US economy stalls in fourth quarter
4 February 2003
Figures released by the Commerce Department last week show that US economic growth slowed sharply in the fourth quarter of 2002, putting the world’s largest economy on the brink of recession.
The increase in gross domestic product for the three months to December was just 0.7 percent on an annualised basis compared to an annual expansion rate of 4 percent for the third quarter. Overall for the whole of 2002, the US economy grew by 2.4 percent. While this was significantly greater than the growth of just 0.3 percent in 2001, it was well below the level expected during an economic “recovery”.
The Economist magazine described the figures as a “dismal performance” saying they confirmed the impression from recent surveys and anecdotal evidence that the American economy is “faltering” with rising unemployment, falling consumer confidence and growing economic uncertainty.
According to the Commerce Department: “The major contributors to the slowdown ... were a deceleration in consumer spending and downturns in inventory investment and exports.”
The slowdown in consumer spending was particularly significant given that the relatively high levels of domestic consumption have so far staved off a major recession. But that may well be on its way. Consumer spending for the fourth quarter grew by only 1 percent on an annualised basis, compared to 4.2 percent in the previous three months, making it the lowest rate in almost 10 years and the worst fourth quarter result since 1991.
The fall-off in demand was concentrated in the durable goods sector. Spending on these so-called big ticket items, such as cars and appliances, which jumped by 22.8 percent on an annualised basis in the third quarter, fell at an annual rate of 7.3 percent in the fourth—a clear indication that the process by which consumption has been boosted by low-interest rate financing is coming to an end.
Another significant result was on the balance of trade. For the first time the US trade deficit rose above an annualised rate of $500 billion in real terms, equivalent to a record 4.3 percent of GDP. This means that the US is becoming even more dependent on capital inflows from the rest of the world to finance its widening balance of payments deficit and growing external debt.
While the early reports for this year point to increases in spending, there is no suggestion that the economy will grow by anything like the 4 percent rate needed to stop unemployment from rising.
The worsening employment situation is not just a result of the latest downturn but reflects long-term trends within the US economy. As an article by David Friedman in the January-February issue of the Atlantic Monthly pointed out, while the latter years of the 1990s were hailed as a “boom”, the US economy in the period 1993-2002 “created barely more jobs than in the previous 10 years, when the working-age population was smaller.” Furthermore since 1998, the manufacturing sector has cut 11 percent of its jobs, “the second worst rate of job loss in the past 50 years.”

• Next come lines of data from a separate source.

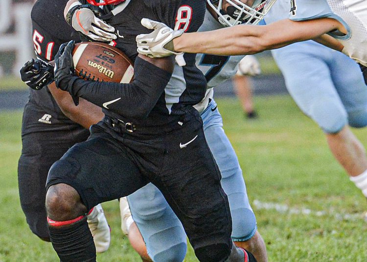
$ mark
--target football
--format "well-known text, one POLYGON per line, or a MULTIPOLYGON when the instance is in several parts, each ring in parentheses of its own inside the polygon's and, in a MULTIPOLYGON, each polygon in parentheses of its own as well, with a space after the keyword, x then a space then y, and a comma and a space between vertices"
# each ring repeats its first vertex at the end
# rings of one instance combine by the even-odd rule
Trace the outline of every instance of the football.
POLYGON ((86 80, 130 83, 134 67, 129 58, 107 44, 83 42, 72 52, 75 75, 86 80))

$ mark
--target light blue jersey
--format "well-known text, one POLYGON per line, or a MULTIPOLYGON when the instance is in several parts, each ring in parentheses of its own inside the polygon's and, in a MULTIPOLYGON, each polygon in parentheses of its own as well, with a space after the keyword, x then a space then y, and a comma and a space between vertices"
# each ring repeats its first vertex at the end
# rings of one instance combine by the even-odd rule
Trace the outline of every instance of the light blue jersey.
MULTIPOLYGON (((224 26, 215 19, 206 9, 204 22, 198 32, 205 32, 223 28, 224 26)), ((213 88, 236 74, 238 63, 245 57, 239 56, 217 56, 206 54, 196 55, 196 66, 204 74, 207 82, 205 97, 195 108, 201 112, 213 99, 213 88)))
MULTIPOLYGON (((292 16, 292 9, 305 18, 321 15, 321 10, 325 11, 324 14, 328 12, 323 0, 298 0, 296 2, 300 4, 295 7, 293 1, 278 0, 265 17, 267 24, 292 16), (302 11, 300 5, 304 1, 319 3, 315 3, 317 10, 302 11)), ((347 124, 367 125, 367 87, 354 61, 312 41, 293 44, 272 53, 295 101, 324 132, 337 133, 347 124)))
POLYGON ((294 21, 330 18, 346 29, 328 34, 344 46, 343 52, 367 66, 367 1, 362 0, 291 0, 289 19, 294 21))

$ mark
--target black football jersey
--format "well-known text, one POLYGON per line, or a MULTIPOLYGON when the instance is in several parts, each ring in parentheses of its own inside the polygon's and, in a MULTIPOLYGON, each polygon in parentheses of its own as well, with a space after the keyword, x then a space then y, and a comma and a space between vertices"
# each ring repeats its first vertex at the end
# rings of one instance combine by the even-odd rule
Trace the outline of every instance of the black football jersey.
MULTIPOLYGON (((118 37, 114 41, 115 46, 134 61, 138 54, 136 36, 151 32, 141 25, 141 19, 159 21, 175 29, 195 32, 203 23, 205 10, 205 0, 127 0, 101 18, 115 27, 118 37)), ((204 98, 206 82, 195 65, 195 57, 194 54, 185 54, 186 65, 175 66, 173 77, 148 118, 158 121, 162 115, 183 114, 183 107, 195 105, 204 98)), ((107 115, 119 117, 105 111, 107 115)))
MULTIPOLYGON (((53 60, 60 46, 79 35, 64 18, 64 9, 68 0, 38 0, 32 9, 33 41, 37 58, 53 60)), ((52 115, 53 118, 73 123, 61 112, 48 88, 35 90, 29 88, 29 101, 52 115)))

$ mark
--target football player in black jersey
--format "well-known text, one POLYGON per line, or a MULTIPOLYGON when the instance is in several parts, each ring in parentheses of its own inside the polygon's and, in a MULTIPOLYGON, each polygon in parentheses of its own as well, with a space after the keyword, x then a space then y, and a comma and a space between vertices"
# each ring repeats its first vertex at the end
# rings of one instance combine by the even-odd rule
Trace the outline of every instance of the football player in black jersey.
POLYGON ((135 37, 148 31, 140 26, 141 18, 172 27, 177 22, 189 32, 201 24, 205 10, 204 0, 132 0, 123 1, 103 17, 123 36, 116 40, 116 46, 135 61, 131 84, 79 79, 72 72, 73 43, 60 48, 55 58, 56 86, 68 91, 75 102, 82 97, 101 107, 109 103, 103 121, 92 127, 87 141, 70 149, 48 174, 49 229, 61 261, 95 261, 87 211, 149 182, 161 190, 180 218, 199 260, 253 258, 232 244, 220 174, 205 141, 200 115, 192 107, 206 89, 205 78, 195 66, 195 56, 185 57, 186 88, 176 90, 181 95, 176 101, 167 101, 165 95, 172 91, 167 86, 171 59, 137 56, 135 37), (180 8, 185 15, 190 14, 189 20, 178 19, 177 14, 183 13, 178 12, 180 8))
MULTIPOLYGON (((64 19, 61 8, 66 2, 66 0, 39 0, 32 10, 33 39, 39 59, 53 60, 62 44, 79 39, 78 34, 64 19), (55 27, 60 30, 54 30, 55 27)), ((23 73, 28 71, 23 74, 23 78, 38 89, 40 83, 47 78, 44 76, 32 82, 36 73, 32 70, 47 73, 49 66, 31 60, 22 69, 23 73)), ((22 123, 23 149, 18 163, 19 195, 32 232, 49 241, 45 207, 48 170, 69 148, 87 139, 90 133, 88 129, 100 121, 104 114, 100 108, 84 100, 81 99, 79 106, 75 107, 68 92, 57 89, 54 84, 42 90, 30 91, 22 123)), ((110 229, 100 205, 91 211, 88 222, 96 249, 97 252, 103 252, 110 244, 110 229)))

With little or no growth in Japan and the European economy being held back by near-recession conditions in Germany, the low US growth figures have underscored the recessionary trends in the world economy as a whole. These trends are reflected in both the financial markets and the broader economy.
Last week, for example, the UK stock market passed a significant milestone. The FTSE 100 index fell to 3,460.3, less than 50 percent of its closing peak recorded on December 31, 1999. If the share market slide continues it could set off a major financial crisis, as insurance companies write off billions of dollars in share investments. The Guardian reported last Tuesday that “reports were rife that insurance companies were selling shares to shore up their shaky financial position” as the FTSE went below the 3,500 mark previously identified as a possible flashpoint.
A vicious circle is in the process of formation. As share prices decline, the position of insurance companies worsens, sending down their shares and further contributing to the overall market decline. The problems are not confined to London but extend across Europe with the CAC in Paris down almost 60 percent from its peak and the Frankfurt DAX down by more than 65 percent. In Tokyo, the Nikkei index is hovering near 20-year lows.
It seems that the similarities with Japan are not confined to the state of financial markets. Like Japan, Germany, which is the powerhouse of the continental European economy, appears to have entered a period of protracted stagnation.
The latest estimate from the government, contained in its annual economic report, is that growth will only reach 1 percent this year, down from a previous estimate of 1.5 percent. This prediction comes on top of figures which show that the economy grew by just 0.2 percent in 2002, following growth of only 0.6 percent in 2001.
Even the estimate of 1 percent growth for this year could be too optimistic, with domestic demand falling sharply. Figures for the retail trade show that turnover in 2002 fell by 3.5 percent on the previous year, the largest decline in post-war history.